Algebra II 5.2 Vertex Form Worksheet Review

Flashcards covering key concepts from Algebra II, Section 5.2 on quadratic functions in vertex and standard forms, including identifying forms, finding vertices, axis of symmetry, opening direction, and max/min values.

What is the general structure of a quadratic function in vertex form?

y = a(x - h)^2 + k

What is the general structure of a quadratic function in standard form?

y = ax^2 + bx + c

For a quadratic function in vertex form, y = a(x - h)^2 + k, what are the coordinates of the vertex?

(h, k)

What formula is used to find the x-coordinate of the vertex for a quadratic function in standard form, y = ax^2 + bx + c?

x = -b / (2a)

Given a quadratic function in vertex form, y = a(x - h)^2 + k, what is the equation for the axis of symmetry?

x = h

How do you determine if the graph of a quadratic function y = a(x - h)^2 + k opens up or down?

If 'a' > 0, it opens up; if 'a' < 0, it opens down.

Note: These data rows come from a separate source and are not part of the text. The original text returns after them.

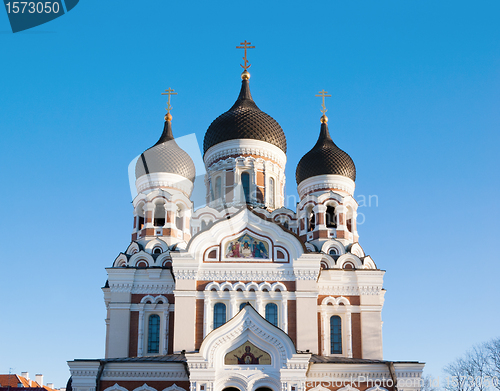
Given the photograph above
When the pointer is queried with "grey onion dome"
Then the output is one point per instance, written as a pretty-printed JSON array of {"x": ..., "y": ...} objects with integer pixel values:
[
  {"x": 325, "y": 158},
  {"x": 244, "y": 121},
  {"x": 166, "y": 156}
]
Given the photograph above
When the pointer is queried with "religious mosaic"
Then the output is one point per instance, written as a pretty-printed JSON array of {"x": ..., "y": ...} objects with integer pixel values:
[
  {"x": 247, "y": 354},
  {"x": 247, "y": 246}
]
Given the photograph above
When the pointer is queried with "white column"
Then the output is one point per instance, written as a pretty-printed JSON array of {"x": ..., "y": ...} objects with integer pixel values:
[
  {"x": 325, "y": 335},
  {"x": 233, "y": 306},
  {"x": 284, "y": 312},
  {"x": 149, "y": 207},
  {"x": 319, "y": 210},
  {"x": 140, "y": 336},
  {"x": 349, "y": 333},
  {"x": 260, "y": 305},
  {"x": 166, "y": 319}
]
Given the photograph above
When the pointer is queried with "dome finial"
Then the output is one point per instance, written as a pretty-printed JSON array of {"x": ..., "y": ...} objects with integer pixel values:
[
  {"x": 323, "y": 94},
  {"x": 170, "y": 91},
  {"x": 246, "y": 45}
]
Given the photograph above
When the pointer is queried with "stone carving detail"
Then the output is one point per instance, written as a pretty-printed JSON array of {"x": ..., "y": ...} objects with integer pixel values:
[{"x": 349, "y": 290}]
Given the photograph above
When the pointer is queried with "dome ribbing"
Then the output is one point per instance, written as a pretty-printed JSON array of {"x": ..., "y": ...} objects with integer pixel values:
[
  {"x": 166, "y": 156},
  {"x": 244, "y": 120},
  {"x": 325, "y": 158}
]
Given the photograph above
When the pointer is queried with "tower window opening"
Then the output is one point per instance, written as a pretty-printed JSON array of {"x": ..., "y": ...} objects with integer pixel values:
[
  {"x": 159, "y": 216},
  {"x": 272, "y": 313},
  {"x": 218, "y": 188},
  {"x": 140, "y": 218},
  {"x": 349, "y": 225},
  {"x": 271, "y": 192},
  {"x": 331, "y": 221},
  {"x": 154, "y": 334},
  {"x": 179, "y": 218},
  {"x": 335, "y": 335},
  {"x": 219, "y": 314},
  {"x": 245, "y": 182},
  {"x": 311, "y": 221}
]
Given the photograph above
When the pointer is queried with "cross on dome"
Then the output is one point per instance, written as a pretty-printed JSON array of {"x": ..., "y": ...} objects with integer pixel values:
[
  {"x": 246, "y": 45},
  {"x": 169, "y": 92},
  {"x": 323, "y": 94}
]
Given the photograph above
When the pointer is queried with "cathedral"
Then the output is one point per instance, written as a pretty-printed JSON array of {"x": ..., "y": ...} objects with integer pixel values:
[{"x": 244, "y": 294}]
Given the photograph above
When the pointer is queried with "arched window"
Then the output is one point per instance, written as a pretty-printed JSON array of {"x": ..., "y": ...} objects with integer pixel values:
[
  {"x": 159, "y": 216},
  {"x": 271, "y": 192},
  {"x": 331, "y": 221},
  {"x": 219, "y": 314},
  {"x": 140, "y": 217},
  {"x": 336, "y": 335},
  {"x": 311, "y": 220},
  {"x": 272, "y": 313},
  {"x": 178, "y": 218},
  {"x": 154, "y": 334},
  {"x": 218, "y": 188},
  {"x": 245, "y": 182}
]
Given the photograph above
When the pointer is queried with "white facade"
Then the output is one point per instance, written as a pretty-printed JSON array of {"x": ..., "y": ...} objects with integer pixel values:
[{"x": 244, "y": 272}]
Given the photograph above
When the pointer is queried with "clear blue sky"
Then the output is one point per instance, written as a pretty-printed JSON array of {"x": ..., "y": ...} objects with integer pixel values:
[{"x": 415, "y": 101}]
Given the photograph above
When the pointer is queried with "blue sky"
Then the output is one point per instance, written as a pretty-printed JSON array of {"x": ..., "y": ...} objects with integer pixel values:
[{"x": 415, "y": 95}]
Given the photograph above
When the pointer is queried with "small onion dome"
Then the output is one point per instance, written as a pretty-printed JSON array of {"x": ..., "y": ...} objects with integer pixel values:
[
  {"x": 166, "y": 156},
  {"x": 325, "y": 158},
  {"x": 244, "y": 121}
]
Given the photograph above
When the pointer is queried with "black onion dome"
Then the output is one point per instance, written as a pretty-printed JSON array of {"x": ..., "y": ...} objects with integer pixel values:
[
  {"x": 166, "y": 156},
  {"x": 244, "y": 121},
  {"x": 325, "y": 158}
]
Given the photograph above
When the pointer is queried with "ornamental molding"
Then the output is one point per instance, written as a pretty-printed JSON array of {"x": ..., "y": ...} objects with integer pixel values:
[
  {"x": 249, "y": 325},
  {"x": 245, "y": 147},
  {"x": 76, "y": 372},
  {"x": 326, "y": 182},
  {"x": 237, "y": 275},
  {"x": 356, "y": 376},
  {"x": 158, "y": 180},
  {"x": 174, "y": 387},
  {"x": 132, "y": 375},
  {"x": 349, "y": 290},
  {"x": 142, "y": 288},
  {"x": 306, "y": 274},
  {"x": 116, "y": 387}
]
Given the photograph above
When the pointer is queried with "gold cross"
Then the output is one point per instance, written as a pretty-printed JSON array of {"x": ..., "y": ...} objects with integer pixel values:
[
  {"x": 323, "y": 94},
  {"x": 245, "y": 46},
  {"x": 169, "y": 92}
]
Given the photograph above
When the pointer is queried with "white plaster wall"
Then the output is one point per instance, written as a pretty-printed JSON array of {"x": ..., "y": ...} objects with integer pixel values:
[
  {"x": 118, "y": 331},
  {"x": 184, "y": 321},
  {"x": 307, "y": 322},
  {"x": 371, "y": 335}
]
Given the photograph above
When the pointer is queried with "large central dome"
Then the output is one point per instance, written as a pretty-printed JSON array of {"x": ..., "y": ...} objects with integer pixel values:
[{"x": 244, "y": 121}]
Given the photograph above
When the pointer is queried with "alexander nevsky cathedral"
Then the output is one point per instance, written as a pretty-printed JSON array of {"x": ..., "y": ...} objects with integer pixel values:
[{"x": 244, "y": 294}]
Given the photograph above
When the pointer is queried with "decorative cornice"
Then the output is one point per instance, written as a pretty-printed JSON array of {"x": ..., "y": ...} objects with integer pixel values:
[
  {"x": 142, "y": 288},
  {"x": 239, "y": 275},
  {"x": 349, "y": 290},
  {"x": 245, "y": 147},
  {"x": 306, "y": 274},
  {"x": 160, "y": 179},
  {"x": 147, "y": 374}
]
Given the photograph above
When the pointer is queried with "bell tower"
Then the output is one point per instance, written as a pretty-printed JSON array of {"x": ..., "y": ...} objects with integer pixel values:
[
  {"x": 245, "y": 154},
  {"x": 325, "y": 178}
]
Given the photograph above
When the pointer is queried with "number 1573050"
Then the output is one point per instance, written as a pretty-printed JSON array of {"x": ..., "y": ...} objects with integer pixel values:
[{"x": 32, "y": 7}]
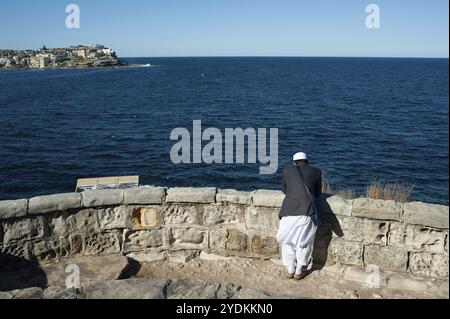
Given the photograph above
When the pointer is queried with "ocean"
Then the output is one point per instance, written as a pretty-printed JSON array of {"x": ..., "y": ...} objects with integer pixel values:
[{"x": 358, "y": 119}]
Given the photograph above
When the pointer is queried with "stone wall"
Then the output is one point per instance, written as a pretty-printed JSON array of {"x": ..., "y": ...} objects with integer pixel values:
[{"x": 150, "y": 224}]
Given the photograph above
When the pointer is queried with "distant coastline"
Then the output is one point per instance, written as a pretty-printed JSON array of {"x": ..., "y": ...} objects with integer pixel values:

If a quadratic function's graph opens upwards, does it have a maximum or a minimum value?

A minimum value.

If a quadratic function's graph opens downwards, does it have a maximum or a minimum value?

A maximum value.

For a quadratic function in vertex form, y = a(x - h)^2 + k, what is the maximum or minimum value?

The y-coordinate of the vertex, 'k'.

How do you find the y-intercept of any quadratic function given its equation?

Substitute x = 0 into the equation and solve for y.